Break assignments into smaller chunks. Schedule them on the calendar and make a daily list of what needs to be done now and what can wait for a future date. This technique is especially effective for children who struggle with attention, are overwhelmed by multiple assignments or due dates, and can’t prioritize tasks.

This is also a great technique to use with procrastinators. Procrastinators procrastinate because they see a task is so large and far out they can’t envision completing it in its entirety. Chunking allows children to feel the success of completion immediately.

Another tip about chunking: build some time in the chunking schedule for interruptions. Illness, family activities, sports, and other events can throw a schedule off if you don’t account for them in the chunking process.

The key to chunking is to have small enough pieces but not too many that life events completely throw them out of balance. Here’s a fun way to remember chunking. How do you eat an elephant? One bite at a time!

a pile of timers

Prioritize

Children learn the difference between needs and wants at a very early age. It’s easy to slip into the mentality of allowing your child to set the priority. Children should have input or options, but you select the options.
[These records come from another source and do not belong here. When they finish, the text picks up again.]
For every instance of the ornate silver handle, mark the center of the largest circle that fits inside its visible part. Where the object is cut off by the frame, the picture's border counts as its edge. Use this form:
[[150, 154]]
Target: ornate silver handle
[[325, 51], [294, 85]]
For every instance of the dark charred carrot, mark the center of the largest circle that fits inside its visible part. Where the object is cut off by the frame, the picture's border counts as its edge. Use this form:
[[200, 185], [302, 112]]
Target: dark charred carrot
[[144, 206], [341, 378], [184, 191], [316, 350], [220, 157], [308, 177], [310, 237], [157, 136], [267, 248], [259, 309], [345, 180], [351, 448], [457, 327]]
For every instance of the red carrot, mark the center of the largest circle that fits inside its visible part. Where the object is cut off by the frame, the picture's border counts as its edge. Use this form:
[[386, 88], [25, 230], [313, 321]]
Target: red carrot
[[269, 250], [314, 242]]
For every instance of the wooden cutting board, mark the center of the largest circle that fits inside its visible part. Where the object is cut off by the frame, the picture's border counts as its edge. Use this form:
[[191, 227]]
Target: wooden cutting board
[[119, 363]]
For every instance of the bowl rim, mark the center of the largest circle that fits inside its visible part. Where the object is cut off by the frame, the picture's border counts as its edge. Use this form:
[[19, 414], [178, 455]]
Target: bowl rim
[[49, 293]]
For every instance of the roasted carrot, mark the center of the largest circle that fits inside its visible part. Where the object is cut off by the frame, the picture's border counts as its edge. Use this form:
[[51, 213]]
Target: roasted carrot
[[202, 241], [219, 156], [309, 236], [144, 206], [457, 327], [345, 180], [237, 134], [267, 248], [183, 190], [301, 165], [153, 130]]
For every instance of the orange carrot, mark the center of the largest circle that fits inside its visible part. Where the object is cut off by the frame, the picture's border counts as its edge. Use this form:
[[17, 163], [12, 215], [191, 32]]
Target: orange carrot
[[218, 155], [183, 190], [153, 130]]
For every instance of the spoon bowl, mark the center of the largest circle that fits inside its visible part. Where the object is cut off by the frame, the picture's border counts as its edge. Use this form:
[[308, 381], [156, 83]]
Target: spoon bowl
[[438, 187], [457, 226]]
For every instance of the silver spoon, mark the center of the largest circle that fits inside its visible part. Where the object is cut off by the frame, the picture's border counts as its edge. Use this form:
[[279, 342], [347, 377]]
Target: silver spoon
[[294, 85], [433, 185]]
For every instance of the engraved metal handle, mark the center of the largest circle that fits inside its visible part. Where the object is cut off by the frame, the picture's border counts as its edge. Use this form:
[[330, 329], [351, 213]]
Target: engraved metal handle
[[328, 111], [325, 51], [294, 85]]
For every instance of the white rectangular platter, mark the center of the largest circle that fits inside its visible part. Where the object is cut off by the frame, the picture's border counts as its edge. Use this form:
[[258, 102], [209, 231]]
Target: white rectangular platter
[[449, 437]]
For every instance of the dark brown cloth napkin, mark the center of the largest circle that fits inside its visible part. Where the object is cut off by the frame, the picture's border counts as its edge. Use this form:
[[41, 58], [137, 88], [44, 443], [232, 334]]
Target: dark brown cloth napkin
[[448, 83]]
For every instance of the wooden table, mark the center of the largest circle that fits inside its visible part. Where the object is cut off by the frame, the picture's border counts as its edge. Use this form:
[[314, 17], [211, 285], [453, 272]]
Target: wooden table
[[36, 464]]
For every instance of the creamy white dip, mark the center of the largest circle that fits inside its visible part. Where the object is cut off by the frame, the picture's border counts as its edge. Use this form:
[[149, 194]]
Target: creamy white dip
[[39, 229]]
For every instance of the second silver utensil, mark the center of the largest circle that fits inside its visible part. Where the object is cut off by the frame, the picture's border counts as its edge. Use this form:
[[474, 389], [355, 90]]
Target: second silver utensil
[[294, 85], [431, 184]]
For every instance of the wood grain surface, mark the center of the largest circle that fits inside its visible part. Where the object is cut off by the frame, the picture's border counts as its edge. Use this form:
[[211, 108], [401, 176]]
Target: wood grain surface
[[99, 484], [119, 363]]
This means you must set priorities for what your child has to complete and wants to do. For example, your child will no doubt try to convince you that once they have played video games for a couple of hours, they will get right to completing homework.

I don’t need to tell you what the priority is and what will not get done. You’ve been there and got the t-shirt!

So, you have to set the priority by providing options. For example, option one is for you to complete a half-hour of homework, checked by an adult for correctness, to earn fifteen minutes of free time. Option two is to complete all your homework and earn an hour of free time.

Again, checked by an adult. Obviously, the priorities and incentives change for older students. But the concept is the same. Regardless of your child’s age, you have to be responsible for prioritizing their needs and wants.

Final thoughts

Organizational skills are learned. Organization is not a natural talent or something hereditary from parents. It takes consistent practice to make organization a habit. Facilitating time management skills using technology is the start.

Prioritizing is the critical component of any organizational strategy. Stephen Covey, the author of the best-selling book The Seven Habits of Highly Effective People, said, “The key is not to prioritize what’s on your schedule, but to schedule your priorities.” Making something a priority is the foundation of organizational skills.